I Used AI to Do All of My Holiday Shopping
In its initial response, ChatGPT did not provide any product links. But when I asked, it provided them easily, and although I didn’t click on each one, none seemed to be hallucination. Crowder, on the other hand, apologized and said it “cannot actually link directly to the website or product.” Anthropic hasn’t released Claude’s web search feature yet, but the company says it’s in the works.
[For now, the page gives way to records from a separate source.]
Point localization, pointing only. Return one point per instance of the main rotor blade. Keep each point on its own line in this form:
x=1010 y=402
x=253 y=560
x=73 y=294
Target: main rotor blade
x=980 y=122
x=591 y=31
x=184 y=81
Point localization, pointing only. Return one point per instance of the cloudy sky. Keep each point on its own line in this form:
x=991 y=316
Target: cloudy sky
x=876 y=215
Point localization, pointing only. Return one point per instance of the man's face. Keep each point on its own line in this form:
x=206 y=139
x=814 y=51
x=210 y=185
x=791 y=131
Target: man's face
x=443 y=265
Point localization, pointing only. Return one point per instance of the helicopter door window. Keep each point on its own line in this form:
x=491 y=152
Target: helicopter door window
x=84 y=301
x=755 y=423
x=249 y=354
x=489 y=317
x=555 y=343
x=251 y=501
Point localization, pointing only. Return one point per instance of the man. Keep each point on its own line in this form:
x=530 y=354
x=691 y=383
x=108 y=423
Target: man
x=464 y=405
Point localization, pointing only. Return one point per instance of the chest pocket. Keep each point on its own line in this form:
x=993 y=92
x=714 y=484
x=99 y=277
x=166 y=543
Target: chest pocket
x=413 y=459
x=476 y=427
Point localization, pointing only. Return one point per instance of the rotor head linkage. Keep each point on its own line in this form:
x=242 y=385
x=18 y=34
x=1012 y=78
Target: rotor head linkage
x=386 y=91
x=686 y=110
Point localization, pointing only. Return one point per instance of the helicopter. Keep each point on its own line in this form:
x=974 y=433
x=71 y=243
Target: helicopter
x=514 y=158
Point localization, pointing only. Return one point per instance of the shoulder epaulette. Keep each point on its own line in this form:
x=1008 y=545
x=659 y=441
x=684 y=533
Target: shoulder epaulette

Technically, this makes Cloud the most useless of the shopping chatbots I’ve tested. But it also means Anthropic has so far avoided wading into ethically murky territory, allowing its artificial intelligence chatbot to scrape human-written product reviews from the web. Instead, Cloud bases its product comparisons on existing data sets. Perplexity, on the other hand, said that with Buy with Pro, people “no longer have to scroll through countless product reviews.”
When I asked Perplexity what I should buy for my editor/musician friend, it recommended a set of solar bike lights (I also noticed he’s a cyclist). It’s not a bad idea, but it’s not exactly a landmark birthday gift either. I’m constantly adjusting my tips. How about a personalized leather guitar strap? I fell down the rabbit hole.
I began to understand that Perplexity’s purpose in advertising its shopping features wasn’t just to help me brainstorm ideas or come up with really thoughtful gifts. Confusion is fighting a long battle, slowly shifting our attention away from the competitive corners of the web to better understand how people like me use its platforms and funnel that data into its ever-evolving artificial intelligence in the model. Every time I need to improve my search, because the initial results are often lacking, I’m still in Perplexity’s app, which means I’m not on Amazon, nor on Google (although I end up on both sites) . Perplexity Pro is not a full-fledged e-commerce site, nor is it “agented” in any real way yet, but I am one of the millions of people who provide the information it needs to become one of these things.
When I turned to Google’s Gemini, I found that its gift recommendations for my 16-year-old niece weren’t bad per se, just uncreative and, in some cases, confusing. It said I should get her a “cat blanket for snuggling up with a good book,” but it wasn’t clear if the blanket was for her or her cat. Kindle is a great idea. But I’m afraid that if I send her Gemini’s suggested SAT prep book (probably a “thank you” and nothing more), she’ll text me. To my editor/musician friend, the idea of the app, which included “vinyl records” and “high-quality headphones,” was equally uninspiring.
I use age Gemini versionBut earlier this month, Google began rolling out an updated version, Gemini 2.0, to developers and limited testers. The company says the new AI model will “think multiple steps ahead and take action on your behalf” explain. For now, that means taking action on behalf of developers – taking the next step in their coding workflow – but I’m eagerly awaiting the day when it can browse my shopping list.
ChatGPT eventually took me to an online spice store where I bought some specialty baking ingredients for my friends, and by this point, I had already built up the idea of being a finalist in my mind. The Great British Bake Off. I ended up chatting with the AI bot for so long that many of the gifts I picked out wouldn’t arrive until after Christmas. My niece will use the card to get cash. I searched for a milestone birthday gift for a friend, but to no avail. I decided to postpone this task until January, a month full of freshness and determination.